Metadata-Version: 2.4
Name: philler
Version: 1.0.1
Summary: Phil: multiverse imputation powered by topology-based representation learning.
Author-email: Krv Labs <team@krv.ai>
Requires-Python: >=3.10
Description-Content-Type: text/markdown
License-File: LICENSE
Requires-Dist: pandas>=2.2.3
Requires-Dist: pydantic>=2.10.6
Requires-Dist: scikit-learn>=1.6.1
Requires-Dist: scipy>=1.15.2
Requires-Dist: trailed>=0.1.1
Dynamic: license-file

# Phil

`Phil` is a representation-guided imputation library for missing tabular data.
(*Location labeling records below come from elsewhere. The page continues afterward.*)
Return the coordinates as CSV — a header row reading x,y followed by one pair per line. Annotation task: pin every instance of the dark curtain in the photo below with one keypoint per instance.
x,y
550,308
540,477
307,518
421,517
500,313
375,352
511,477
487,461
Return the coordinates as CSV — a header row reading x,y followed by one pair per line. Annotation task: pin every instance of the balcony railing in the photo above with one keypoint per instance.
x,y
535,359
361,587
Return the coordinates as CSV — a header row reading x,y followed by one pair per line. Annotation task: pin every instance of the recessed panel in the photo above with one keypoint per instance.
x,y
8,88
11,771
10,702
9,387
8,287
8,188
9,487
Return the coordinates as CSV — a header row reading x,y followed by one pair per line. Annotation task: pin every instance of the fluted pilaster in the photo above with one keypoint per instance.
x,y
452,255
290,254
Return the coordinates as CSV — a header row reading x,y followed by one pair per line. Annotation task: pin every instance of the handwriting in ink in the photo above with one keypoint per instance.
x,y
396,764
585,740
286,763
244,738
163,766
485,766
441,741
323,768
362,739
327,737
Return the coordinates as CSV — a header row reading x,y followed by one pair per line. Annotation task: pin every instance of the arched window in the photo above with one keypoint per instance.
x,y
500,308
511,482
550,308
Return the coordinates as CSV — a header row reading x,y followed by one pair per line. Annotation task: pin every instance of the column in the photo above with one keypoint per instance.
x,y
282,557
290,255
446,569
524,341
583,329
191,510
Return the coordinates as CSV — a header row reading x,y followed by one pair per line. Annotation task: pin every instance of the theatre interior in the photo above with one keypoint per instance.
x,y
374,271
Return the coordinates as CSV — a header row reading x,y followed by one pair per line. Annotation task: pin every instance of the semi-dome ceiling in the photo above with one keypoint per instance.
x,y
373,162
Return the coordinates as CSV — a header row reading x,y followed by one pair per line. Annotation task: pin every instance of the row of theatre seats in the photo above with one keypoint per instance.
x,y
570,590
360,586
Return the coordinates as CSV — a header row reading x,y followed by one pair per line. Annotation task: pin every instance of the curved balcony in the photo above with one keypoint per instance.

It generates multiple imputations using a configurable strategy grid, computes
Euler Characteristic Transform (ECT) descriptors over each imputed dataset, and
selects the most representative imputation from the candidate set.

## Installation

```bash
pip install phil
```

`phil` requires the `trailed` backend for ECT computation. Install it from the
KRV research index or provide a compatible local build.

## What Phil Does

1. **Impute** — runs a grid of imputation strategies (sklearn estimators or custom) over the input dataframe, producing a set of candidate datasets
2. **Describe** — computes an ECT descriptor for each candidate via the `trailed` backend
3. **Select** — picks the candidate closest to the mean descriptor (most representative imputation)
4. **Transform** — exposes the fitted pipeline for inference on new data

## Quick Start

```python
import pandas as pd
from phil import Phil

df = pd.read_csv("data_with_missing.csv")

phil = Phil(samples=30, random_state=42)
imputed_df = phil.fit(df)

# Apply the same fitted pipeline to new data
new_df = phil.transform(new_data)
```

### scikit-learn Pipeline Integration

```python
from sklearn.pipeline import Pipeline
from sklearn.ensemble import RandomForestClassifier
from phil import PhilTransformer

pipe = Pipeline([
    ("imputer", PhilTransformer(samples=20, random_state=0)),
    ("model", RandomForestClassifier()),
])
pipe.fit(X_train, y_train)
```

## Configuration

### Imputation grids

`Phil` ships with named grids accessible via `GridGallery`:

| Name          | Methods                                                     |
| ------------- | ----------------------------------------------------------- |
| `default`     | BayesianRidge, DecisionTree, RandomForest, GradientBoosting |
| `sampling`    | DistributionImputer (empirical sampling)                    |
| `finance`     | IterativeImputer, KNNImputer, SimpleImputer                 |
| `healthcare`  | KNNImputer, SimpleImputer, IterativeImputer                 |
| `marketing`   | SimpleImputer, KNNImputer, IterativeImputer                 |
| `engineering` | SimpleImputer, KNNImputer, IterativeImputer                 |

Pass a grid name or an `ImputationConfig` directly:

```python
from phil import Phil, ImputationConfig
from sklearn.model_selection import ParameterGrid

config = ImputationConfig(
    methods=["KNNImputer"],
    modules=["sklearn.impute"],
    grids=[ParameterGrid({"n_neighbors": [3, 5, 7]})],
)
phil = Phil(param_grid=config)
```

### ECT descriptor

ECT is configured via `ECTConfig`:

```python
from phil import Phil, ECTConfig

ect_config = ECTConfig(
    num_thetas=64,
    radius=1.0,
    resolution=100,
    scale=500,
    normalize=True,
    seed=42,
)
phil = Phil(config=ect_config)
```

## Development

```bash
uv sync --all-extras
uv run pytest -v
uv run black phil/ tests/
```

## Documentation

Project documentation lives under `docs/source` with unified API and guide pages.
Build locally with `uv run sphinx-build -M html docs/source docs/build`.